USE 137 - Use sentence-transformers library #21

ghukill · 2025-11-10T15:46:41Z

NOTE: the +1,692 −598 line count diff is mostly the addition of a couple of fixtures and dependency churn.

Purpose and background context

This PR is a fairly substantial pivot for our first embedding class OSNeuralSparseDocV3GTE to use the sentence-transformers library vs the lower level transformers library for creating embeddings.

It was decided to revisit sentence-transformers while exploring multiprocessing in USE-137, as sentence-transformers provides more out-of-the-box functionality tailored for our model and our purposes, including parallel processing. The learnings from this were complicated, but ultimately a good solution!

On one hand, it became clear that manual multiprocessing with transformers -- specifically, multiple processes vs threads -- was not demonstrating the performance gain that initial spike code had suggested. Still exploring why this might be the case, but is fairly consistent with articles and blog posts on the topic. That said, because sentence-transformers does expose multiprocessing options more easily, it keeps the door open for tuning later on.

On the other hand, and what tipped the scales, was the simplicity of sentence-transformers versus transformers. Even the hugging face model card leads with an sentence-transformers example.

Assuming then that sentence-transformers is a good fit for performance + ergonomics, what actually changes?

drastically reduced code complexity for creating embeddings
out-of-the-box support for MPS on Apple Silicon (mostly good for testing)
simpler parallel processing options, good for our first pass at this CLI
small things like the decoded token weights are pre-sorted by weight

Overall, while transformers was demonstrated to work, revisiting sentence-transformers suggests it's a better fit for us and this application at this time. In addition to a simpler API to work with, testing also suggests better out-of-the-box performance without any complicated multiprocessing or batching.

How can a reviewer manually see the effects of these changes?

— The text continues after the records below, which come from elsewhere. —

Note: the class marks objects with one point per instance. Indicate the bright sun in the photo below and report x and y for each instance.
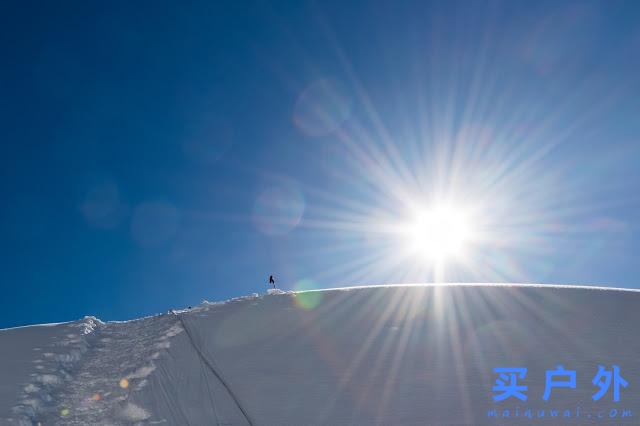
(438, 233)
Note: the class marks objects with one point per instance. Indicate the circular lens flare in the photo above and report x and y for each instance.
(441, 232)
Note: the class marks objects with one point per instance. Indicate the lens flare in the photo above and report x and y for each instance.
(279, 209)
(441, 232)
(322, 108)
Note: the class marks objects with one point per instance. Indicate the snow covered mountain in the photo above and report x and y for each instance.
(395, 355)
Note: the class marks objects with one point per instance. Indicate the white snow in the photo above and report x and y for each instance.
(381, 355)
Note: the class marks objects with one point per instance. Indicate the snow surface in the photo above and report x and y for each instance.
(389, 355)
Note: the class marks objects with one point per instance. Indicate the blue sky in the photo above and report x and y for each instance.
(156, 154)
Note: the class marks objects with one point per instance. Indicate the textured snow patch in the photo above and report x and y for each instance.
(142, 372)
(48, 379)
(134, 413)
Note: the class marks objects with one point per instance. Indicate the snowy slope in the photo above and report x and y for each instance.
(399, 355)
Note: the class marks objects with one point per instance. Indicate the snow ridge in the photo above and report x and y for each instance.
(55, 369)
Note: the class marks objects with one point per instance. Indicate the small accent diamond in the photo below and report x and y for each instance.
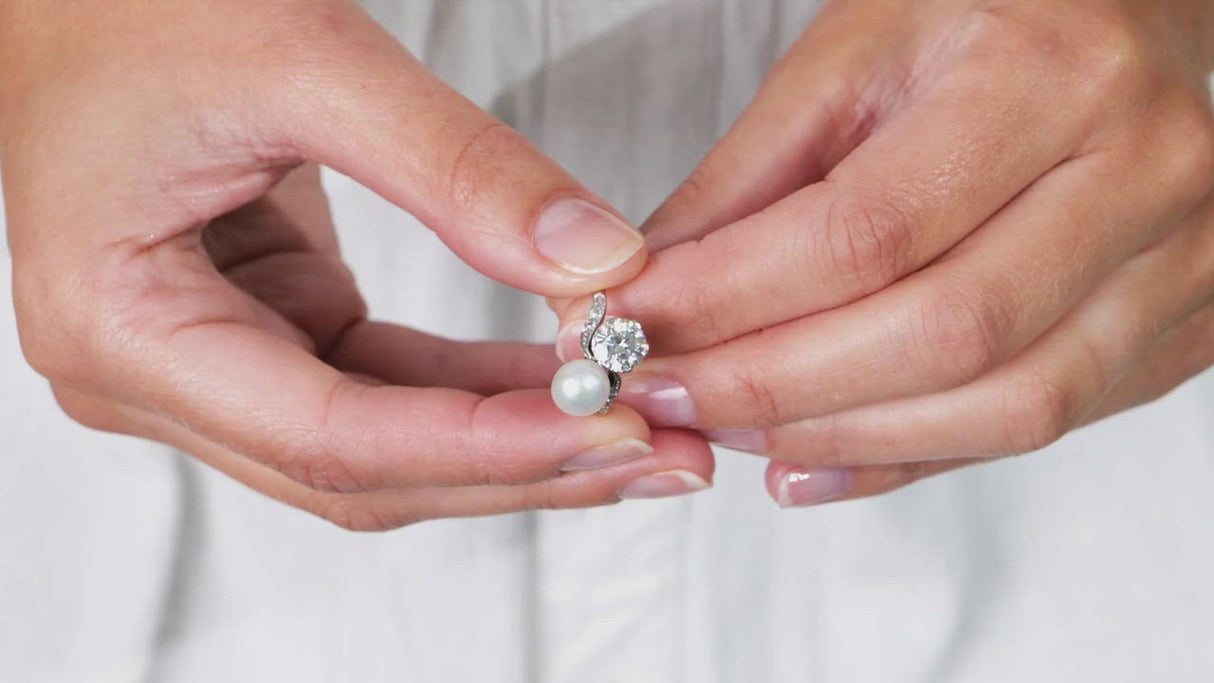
(619, 343)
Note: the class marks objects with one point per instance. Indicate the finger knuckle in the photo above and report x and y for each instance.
(317, 467)
(1041, 410)
(542, 497)
(864, 240)
(687, 311)
(477, 163)
(1095, 51)
(756, 394)
(960, 333)
(353, 513)
(86, 410)
(1189, 149)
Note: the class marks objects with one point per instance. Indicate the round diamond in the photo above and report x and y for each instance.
(618, 345)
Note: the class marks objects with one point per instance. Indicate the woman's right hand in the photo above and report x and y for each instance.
(176, 275)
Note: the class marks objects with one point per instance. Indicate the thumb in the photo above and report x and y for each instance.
(497, 201)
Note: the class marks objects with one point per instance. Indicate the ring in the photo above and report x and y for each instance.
(612, 347)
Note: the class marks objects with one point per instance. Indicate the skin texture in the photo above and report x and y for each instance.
(943, 232)
(176, 274)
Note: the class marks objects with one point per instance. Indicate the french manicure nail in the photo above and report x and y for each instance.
(810, 487)
(584, 238)
(611, 454)
(663, 484)
(748, 440)
(663, 402)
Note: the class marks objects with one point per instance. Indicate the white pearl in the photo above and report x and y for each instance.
(580, 387)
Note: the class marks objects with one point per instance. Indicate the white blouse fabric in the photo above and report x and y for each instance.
(123, 561)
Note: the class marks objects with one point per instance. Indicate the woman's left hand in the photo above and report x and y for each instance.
(945, 231)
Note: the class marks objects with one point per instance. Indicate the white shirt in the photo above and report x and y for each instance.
(124, 561)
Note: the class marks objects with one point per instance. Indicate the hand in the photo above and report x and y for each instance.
(945, 231)
(177, 277)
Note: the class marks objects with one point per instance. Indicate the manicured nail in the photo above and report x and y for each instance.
(663, 484)
(568, 341)
(584, 238)
(749, 440)
(663, 402)
(810, 487)
(611, 454)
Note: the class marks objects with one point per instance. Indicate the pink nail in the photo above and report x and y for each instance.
(663, 484)
(748, 440)
(664, 403)
(810, 487)
(584, 238)
(611, 454)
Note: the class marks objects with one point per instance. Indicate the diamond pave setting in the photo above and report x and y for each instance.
(618, 345)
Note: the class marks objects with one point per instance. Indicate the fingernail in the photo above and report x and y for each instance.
(749, 440)
(663, 402)
(663, 484)
(611, 454)
(584, 238)
(810, 487)
(568, 342)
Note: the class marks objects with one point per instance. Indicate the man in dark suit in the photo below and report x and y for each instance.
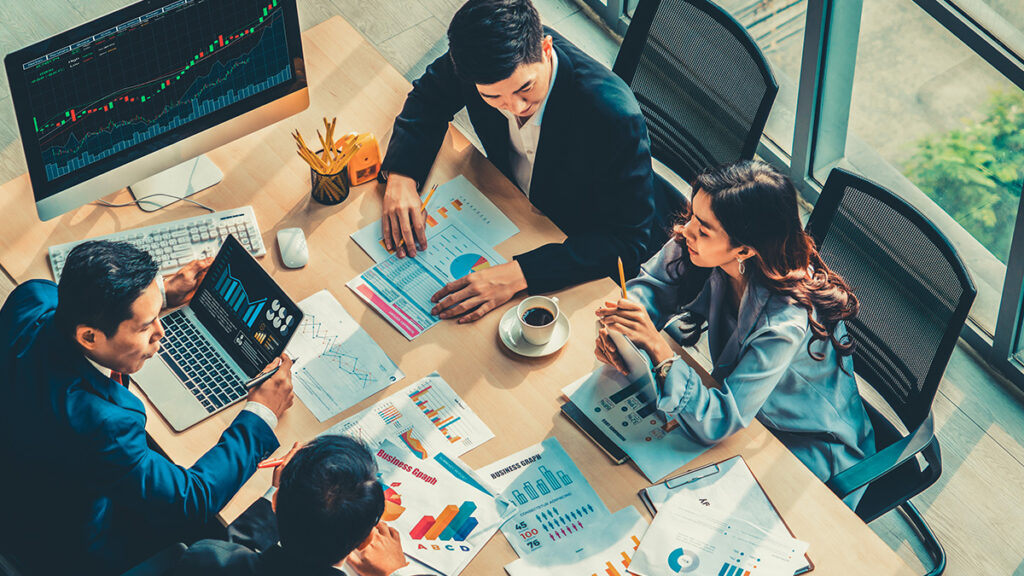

For both local and docker tests, set env vars:

HF_HUB_DISABLE_PROGRESS_BARS=true
TE_MODEL_URI=opensearch-project/opensearch-neural-sparse-encoding-doc-v3-gte
TE_MODEL_PATH=/tmp/te-model

Note the lack of any performance tuning env vars; defaults are generally a good bet at this time.

If you haven't already, ensure to download the model:

uv run --env-file .env embeddings --verbose download-model

Local Run

Invoke CLI via uv:

uv run --env-file .env embeddings \
--verbose \
create-embeddings \
--input-jsonl tests/fixtures/cli_inputs/test-100-records.jsonl \
--strategy full_record \
--output-jsonl /tmp/test.jsonl

If interested, you can also test using MPS on Macs with apple silicon chips (e.g. M1 - M4).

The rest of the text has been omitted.